今回発表された新製品は従来製品の倍の容量となる9.6kWhで、パワコンの容量も3割アップしている。このシステム自体は、太陽電池パネルとのセットというわけではなく、シャープとしての新しい提案。やはり太陽光発電システムだけでのビジネスがだんだん難しくなってきているので、こうした付加価値ビジネスへとシフトしているようだ。
もちろん、日本メーカーとして太陽電池パネル自体の高性能化も着々と進めている。現在、シャープではBLACKSOLARのブランド名で単結晶の高変換効率を誇る製品を展開しており、最新製品では1つのモジュールで210Wの出力となっている。しかし、すでに220Wという次世代製品を近いうちに市場投入することが確定しており、その新BLACKSOLARが参考出品されていた。今後のロードマップによると、出力250Wというものも見えてきており、それに向けた開発も平行して進められているようだ。
京セラの蓄電池も大容量化&高付加価値
京セラも、シャープと同様に蓄電池を全面に出した展示となっていた。京セラの製品はさらに大容量の12kWhというもので、従来製品の7.2kWhから大幅にアップしている。また従来製品は太陽光発電の売電時は蓄電池が放電しないようにコントロールするシステムと、多少売電単価が下がってもより積極的に売電を行なうダブル発電タイプのシステムと2種類のラインナップになっていたが、今回の製品は設定によって、どちらにもなり得る両対応型になっているとのこと。

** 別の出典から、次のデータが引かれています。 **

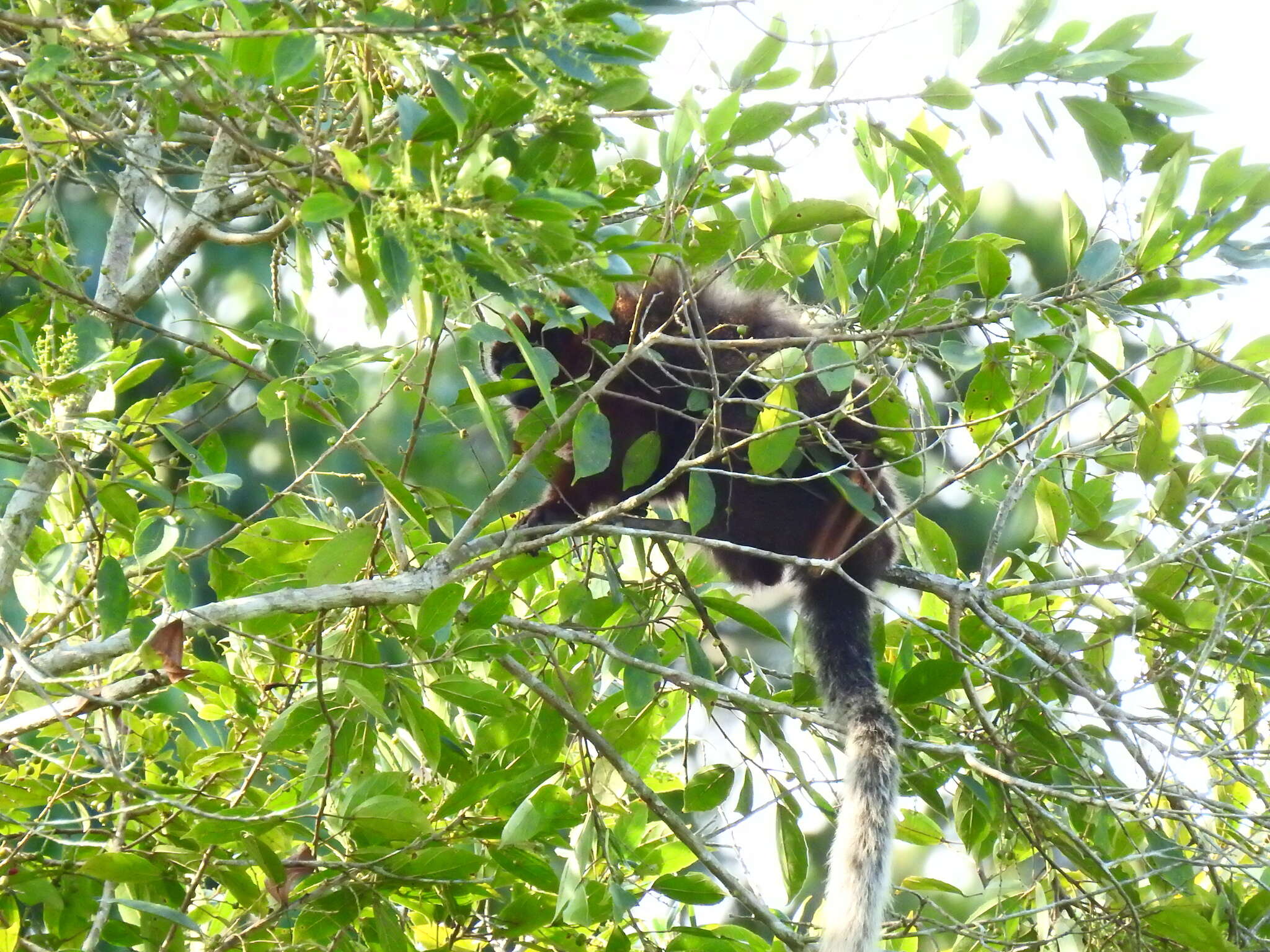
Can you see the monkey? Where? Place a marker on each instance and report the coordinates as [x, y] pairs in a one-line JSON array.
[[803, 512]]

もっとも、どちらの設定にするかは施工前に決めるので、ユーザーがモード切替をすることはできないが、やはり高付加価値というところに進んでいるようだ。「現時点では、まだあまりアピールしていませんが、発電した電気をできる限り自家消費するというモードも用意しています。今後、売電単価が買電単価よりも下がる可能性が高まっていますが、そうなれば自分で使うほうがより有利となります。今後はそうした使い方も増えていくはずです」と京セラ担当者は話す。確かに売電単価が、いつ買電単価とクロスするのかは、みんなが気になるところだろう。
グリッドパリティーを前面に打ち立てたソーラーフロンティア
売電単価が安くなってきたところで気になってくるキーワードが「グリッドパリティー」だろう。これは発電コストが買電単価を下回ることを意味するのだが、ソーラーフロンティアは「2016年グリッドパリティーへ」というキャッチコピーを全面に打ち立てての展示となっていた。
「グリッドパリティーはパネルだけで実現できるものではありません、パワコンや架台、また工事など業界全体が連携して実現するものです。その各社の努力により、ようやく来年でのグリッドパリティー実現が見えてきました」と広報担当者も自信を示す。
ソーラーフロンティアではこれまで産業用での引き合いが多く、これから3年はまだ産業用の需要が続くと見ているが、徐々に住宅用にシフトしてきているとのこと。やはり考え方は海外メーカーと同様のようだ。なお、同社では一昨年、フレームレスで6.5mmと非常に薄いSolacis neoという製品を出して話題になっていたが、さらに同じCISパネルでより柔軟性を持たせた曲がるパネルをコンセプトモデルとして展示していた。従来のガラスではなく、金属と樹脂でセルを挟む形にすることで、曲げることを可能にし、曲面への設置も可能にするとのこと。まだ発売などのメドが立っているわけではないが、日本メーカーだからこそできる高い技術に取り組んでいるようだ。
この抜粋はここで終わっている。